Bärbl Reistenhofer, Maija Eltz und Maria Theresia Rieger (v. li.)

Bärbl Reistenhofer (45) promovierte 1992 an der Med-Uni Wien und war bis 2000 an der Abteilung für Kieferorthopädie tätig. Sie ist unter anderem auf Lingual-Orthodontie spezialisiert, ist zertifizierte Invisalign-Expertin und arbeitet seit 1998 in der einer eigenen Praxis.

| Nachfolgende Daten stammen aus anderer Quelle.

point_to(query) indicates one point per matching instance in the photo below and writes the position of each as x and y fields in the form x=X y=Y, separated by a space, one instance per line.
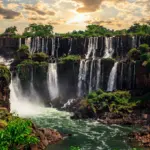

Maija Eltz (49) ist Fachärztin für Zahn-, Mund- und Kieferheilkunde, seit 1995 widmet sie sich schwerpunktmäßig der Kieferorthopädie. Sie ist in Parodontalchirurgie und Implantologie ausgebildet. Eltz' Spezialgebiet sind selbstligierende, interaktive Brackets.

Maria Theresia Rieger (53) hat ihr Medizinstudium 1980 an der Med-Uni Wien abgeschlossen und ist seit 1986 Zahnärztin mit Schwerpunkt Kieferorthopädie. Ihr Spezialigebiet ist die Sato-Technik. Seit 2006 hat sie eine Praxis mit Erwin Achter in Wien.

Foto: Standard/Regine Hendrich

Die Kieferorthopädinnen Bärbl Reistenhofer, Maija Eltz und Maria Theresia Rieger diskutieren über neue Methoden bei Regulierungen und über Form, Funktion und Modeerscheinungen bei Zähnen. Das Gespräch moderierte Karin Pollack.

STANDARD: Fast die Hälfte aller Jugendlichen trägt eine Zahnspange. Was passiert eigentlich, wenn man nicht reguliert?

Rieger: Ein Gebiss mit Fehlfunktion verursacht drei mögliche Schäden: eine Abnutzung der Zahnsubstanz, Parodontose oder Schäden im Kiefergelenk. All das kann mit fortschreitendem Alter eintreten.

Eltz: Wenn eine Zahnfehlstellung für eine Funktionsstörung verantwortlich ist, ist das immer ein Problem. Es kommt zu Fehlbelastungen und Abnützungserscheinungen.

STANDARD: Gibt es bei Zahnregulierungen eine beste Methode?

Reistenhofer: Generell lässt sich das so nicht beantworten. Es gibt immer nur eine individuell beste Methode. Jedes Gebiss ist ein Fall für sich, wir wissen, welche Methode für welche Art der Fehlstellung die besten Resultate bringt. Bevor wir uns aber für eine Methode entscheiden, gilt es auch noch den Zustand von Zahn, Zahnhalteapparat und Kiefergelenk von Patienten und deren ästhetische Belastbarkeit zu eruieren.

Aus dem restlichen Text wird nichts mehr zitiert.